Academic Qualification

  • Graduates of both branches of the Master’s Degree Programme in English and American Studies will have acquired an in-depth knowledge of Anglophone literatures and cultures and of the English language both from a practical and a linguistic perspective. They will have comprehensive and differentiated knowledge, including the theoretical and historical dimensions, of the three core subjects: linguistics, literature and culture. Consequently, graduates will be able to critically analyse complex literary and theoretical texts. They will be able to interpret the multi-faceted cultural discourses and developments of the Anglophone world, as well as the linguistic structures and data from various varieties of English, and to independently apply their theoretical and practical knowledge.
  • By the end of their studies, they will have practiced these academic skills in written term papers and oral examinations and presentations. In so doing, graduates will have furthered the skills they acquired during their Bachelor’s studies and diversified their understanding of the socio-political, cultural and historical mechanics of the Anglophones societies and their connections to other countries and cultures. Through the in-depth study of the core areas of the Master’s programme, graduates will have a variety of theoretical approaches (ranging, for example, from Semiotics to Pragmatics to Reception Theory) at their disposal. They will have learned these in small, discussion-intensive seminars, lectures, and practical training courses (Übungen), and they will be able to apply them to new contexts. In addition, graduates will be proficient users of academic methodology, which enables them to pursue an academic or professional career.
  • Because of the programme’s focus on research-oriented learning, graduates will be able to utilise critical thinking abilities, analyse texts, express and defend their research-based opinions, and present these in an adequate academic text. Graduates will be able to apply their knowledge to new fields of research and work, independently formulate research questions and develop their problem-solving competencies in a well-founded manner.

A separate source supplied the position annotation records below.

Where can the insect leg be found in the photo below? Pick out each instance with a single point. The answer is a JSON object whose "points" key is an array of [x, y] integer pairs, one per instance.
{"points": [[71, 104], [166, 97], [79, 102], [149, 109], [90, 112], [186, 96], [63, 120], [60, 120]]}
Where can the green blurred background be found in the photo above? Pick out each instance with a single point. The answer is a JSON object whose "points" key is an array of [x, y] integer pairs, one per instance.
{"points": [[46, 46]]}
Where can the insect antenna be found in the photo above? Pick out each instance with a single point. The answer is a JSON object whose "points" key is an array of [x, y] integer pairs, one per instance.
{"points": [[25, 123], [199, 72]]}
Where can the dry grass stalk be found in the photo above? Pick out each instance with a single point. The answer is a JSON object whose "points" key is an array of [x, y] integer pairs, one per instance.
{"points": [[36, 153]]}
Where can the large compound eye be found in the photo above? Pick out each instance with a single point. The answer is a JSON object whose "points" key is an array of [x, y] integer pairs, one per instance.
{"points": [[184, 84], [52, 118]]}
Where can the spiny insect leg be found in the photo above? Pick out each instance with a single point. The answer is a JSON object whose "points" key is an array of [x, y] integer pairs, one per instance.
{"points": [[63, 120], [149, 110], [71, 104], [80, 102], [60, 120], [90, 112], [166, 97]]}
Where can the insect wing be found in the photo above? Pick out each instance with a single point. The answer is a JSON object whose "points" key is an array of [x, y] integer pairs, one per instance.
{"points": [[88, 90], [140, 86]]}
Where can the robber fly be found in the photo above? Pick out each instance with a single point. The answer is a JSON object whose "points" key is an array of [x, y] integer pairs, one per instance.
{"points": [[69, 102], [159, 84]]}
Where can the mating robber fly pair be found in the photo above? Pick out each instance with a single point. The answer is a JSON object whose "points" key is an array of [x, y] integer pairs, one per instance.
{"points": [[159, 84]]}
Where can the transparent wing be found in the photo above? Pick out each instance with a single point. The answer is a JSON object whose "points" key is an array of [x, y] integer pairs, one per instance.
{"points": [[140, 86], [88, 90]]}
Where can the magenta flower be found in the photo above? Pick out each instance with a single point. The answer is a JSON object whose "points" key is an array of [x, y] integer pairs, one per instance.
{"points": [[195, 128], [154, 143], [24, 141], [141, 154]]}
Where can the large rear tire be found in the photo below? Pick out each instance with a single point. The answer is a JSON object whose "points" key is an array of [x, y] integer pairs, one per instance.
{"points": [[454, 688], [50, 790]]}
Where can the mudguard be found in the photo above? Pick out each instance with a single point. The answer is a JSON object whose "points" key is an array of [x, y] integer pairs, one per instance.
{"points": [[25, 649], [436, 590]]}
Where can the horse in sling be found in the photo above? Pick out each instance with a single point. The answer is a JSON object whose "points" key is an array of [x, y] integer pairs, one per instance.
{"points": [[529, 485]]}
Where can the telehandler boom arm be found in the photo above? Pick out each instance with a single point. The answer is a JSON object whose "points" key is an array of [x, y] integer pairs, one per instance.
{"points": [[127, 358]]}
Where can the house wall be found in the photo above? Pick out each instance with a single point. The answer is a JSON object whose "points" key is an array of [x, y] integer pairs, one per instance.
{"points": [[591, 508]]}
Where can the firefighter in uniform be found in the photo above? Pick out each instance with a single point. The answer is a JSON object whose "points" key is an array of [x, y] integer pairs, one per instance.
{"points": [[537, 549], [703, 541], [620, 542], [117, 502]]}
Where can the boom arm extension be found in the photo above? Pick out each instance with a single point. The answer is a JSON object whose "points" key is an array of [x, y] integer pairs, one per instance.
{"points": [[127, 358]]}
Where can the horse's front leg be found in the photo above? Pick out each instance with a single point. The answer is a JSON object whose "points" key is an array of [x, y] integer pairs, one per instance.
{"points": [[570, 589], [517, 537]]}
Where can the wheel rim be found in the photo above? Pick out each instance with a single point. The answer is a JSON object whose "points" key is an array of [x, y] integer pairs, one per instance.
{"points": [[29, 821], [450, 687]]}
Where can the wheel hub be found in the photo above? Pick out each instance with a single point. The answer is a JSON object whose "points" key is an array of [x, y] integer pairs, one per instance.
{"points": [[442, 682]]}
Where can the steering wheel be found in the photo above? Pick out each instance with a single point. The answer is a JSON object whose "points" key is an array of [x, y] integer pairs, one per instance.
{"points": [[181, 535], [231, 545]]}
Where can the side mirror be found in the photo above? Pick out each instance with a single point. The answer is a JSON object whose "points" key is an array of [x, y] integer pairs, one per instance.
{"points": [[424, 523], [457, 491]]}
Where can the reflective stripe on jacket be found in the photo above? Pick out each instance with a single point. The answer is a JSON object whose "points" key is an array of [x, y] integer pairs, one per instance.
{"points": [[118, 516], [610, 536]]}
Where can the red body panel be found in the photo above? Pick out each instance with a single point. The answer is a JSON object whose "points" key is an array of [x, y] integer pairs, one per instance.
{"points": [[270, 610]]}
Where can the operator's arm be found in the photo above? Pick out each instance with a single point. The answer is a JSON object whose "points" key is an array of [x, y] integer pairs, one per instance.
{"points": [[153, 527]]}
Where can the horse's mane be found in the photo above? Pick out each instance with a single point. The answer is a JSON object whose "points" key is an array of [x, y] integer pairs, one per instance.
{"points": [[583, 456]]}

In so doing, graduates are well prepared to recognise interdisciplinary intersections with, among others, history, politics or other modern and classical philologies and to reflect discourses from both within and outside of the Anglophone contexts.
  • By planning, researching and writing their Master’s thesis under the supervision of a professor from literary studies, cultural studies or linguistics, graduates will have shown that they are able to conduct independent research complying with good academic practice and the highest standards of academic methodology recognized anywhere in the German and Anglophone research community. Graduates will have learned to develop their own research question(s) and methodology while keeping with current critical discourses and drawing on well-founded research in one of the three core areas. The entire process of developing a Master’s thesis – practiced with the help of research-oriented term papers throughout the programme – ensures that graduates will comply with the international standards of academic integrity. After the successful completion of the programme’s diverse modules and the Master’s thesis, graduates will possess a high degree of media literacy, which they will have practiced and applied to their own written and oral work and which they will be able to put to good use in diverse contexts. A successful graduate has thus learned to harness their media literacy and powers of self-organisation for professional use.
  • As the entire programme is taught in English starting at the C1 level of the CEFR, graduates will have raised their level of English to the level of near-native proficiency and are thus able to use their practical language skills in any academic or professional context. Graduates are particularly literate in critical contemporary discourses and show a high degree of sensitivity towards the pragmatic and culturally connoted subtexts of language. They are thus able to critically reflect the use of language and actively and critically participate in social and political discourse formation.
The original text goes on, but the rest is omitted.